Vor wenigen Tagen, in der Nacht zum 24. Oktober, starb unser Freund und Kollege Kamal. Zwei deutsche Rassisten haben den 19-Jährigen vor dem Hauptbahnhof mit einem Messer angegriffen und mehrfach auf ihn eingestochen. Kamal erlag kurze Zeit später im Krankenhaus seinen schweren Verletzungen. Sie wurden ihm zugefügt, weil ihn seine Mörder nicht für „deutsch“ gehalten haben – Kamal kam aus dem Irak. Wir trauern um ihn. Er ist nunmehr der sechste Mensch, der allein in Leipzig seit 1990 durch nazistisch und rassistisch motivierte Gewalt ums Leben gekommen ist, und wir werden nicht zulassen, dass Kamal hinter dieser traurigen Statistik verschwindet.
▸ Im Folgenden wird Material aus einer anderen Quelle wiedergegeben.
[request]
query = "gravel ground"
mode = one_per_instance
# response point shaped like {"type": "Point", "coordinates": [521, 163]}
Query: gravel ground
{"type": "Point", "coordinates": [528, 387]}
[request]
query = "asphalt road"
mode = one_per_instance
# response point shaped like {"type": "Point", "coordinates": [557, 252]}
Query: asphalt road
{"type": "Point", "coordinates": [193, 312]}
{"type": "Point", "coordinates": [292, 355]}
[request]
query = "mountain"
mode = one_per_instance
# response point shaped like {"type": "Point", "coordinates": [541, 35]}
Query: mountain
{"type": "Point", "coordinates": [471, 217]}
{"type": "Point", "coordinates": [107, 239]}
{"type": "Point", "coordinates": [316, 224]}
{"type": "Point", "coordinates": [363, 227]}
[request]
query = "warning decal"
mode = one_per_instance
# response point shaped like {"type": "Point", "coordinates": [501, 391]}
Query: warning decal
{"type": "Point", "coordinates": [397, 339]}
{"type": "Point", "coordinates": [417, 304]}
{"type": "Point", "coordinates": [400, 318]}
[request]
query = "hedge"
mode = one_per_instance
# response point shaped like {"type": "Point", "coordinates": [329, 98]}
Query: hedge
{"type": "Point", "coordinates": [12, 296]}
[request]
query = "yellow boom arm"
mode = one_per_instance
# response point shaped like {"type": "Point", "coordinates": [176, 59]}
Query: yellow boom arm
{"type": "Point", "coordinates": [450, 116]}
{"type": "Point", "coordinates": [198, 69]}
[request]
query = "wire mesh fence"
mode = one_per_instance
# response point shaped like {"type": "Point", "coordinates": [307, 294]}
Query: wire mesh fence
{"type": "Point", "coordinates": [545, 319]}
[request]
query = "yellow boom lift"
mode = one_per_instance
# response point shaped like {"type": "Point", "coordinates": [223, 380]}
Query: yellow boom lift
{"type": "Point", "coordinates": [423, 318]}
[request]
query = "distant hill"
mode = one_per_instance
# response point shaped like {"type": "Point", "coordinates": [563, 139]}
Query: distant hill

Seine Ermordung bezeugt, dass rassistische Denk- und Handlungsweisen in unserer Gesellschaft weit verbreitet sind und bedrohliche Ausmaße annehmen. In einer Gesellschaft, die sich entschlossen gegen Diskriminierung und menschenfeindliche Einstellungen wendet, wäre Kamal kein Opfer geworden. Für die aktuellen Zustände jedoch betont das sächsische Antidiskriminierungsbüro (ADB): „Rassismuserfahrungen und strukturell bedingte Ausschlüsse in zentralen Lebensbereichen sind eine gesellschaftliche Realität in Sachsen“ [1], und diese Realität stellt sich denen, die als nicht-deutsch gelten, feindlich gegenüber. Die Opferberatung der RAA Sachsen ergänzt, dass körperliche Angriffe gegen Migrant_innen „lediglich ein weiteres Ereignis in der Kette ihrer täglichen Rassismus- und Ausgrenzungserfahrungen“ darstellen. [2] Das ist offenbar keine Übertreibung: Eine kürzlich veröffentlichte Studie der Friedrich-Ebert-Stiftung weist nach, dass etwa 35 Prozent der Ostdeutschen tatsächlich ausländerfeindlich sind – mit Aufwärtstrend im ganzen Land. [3]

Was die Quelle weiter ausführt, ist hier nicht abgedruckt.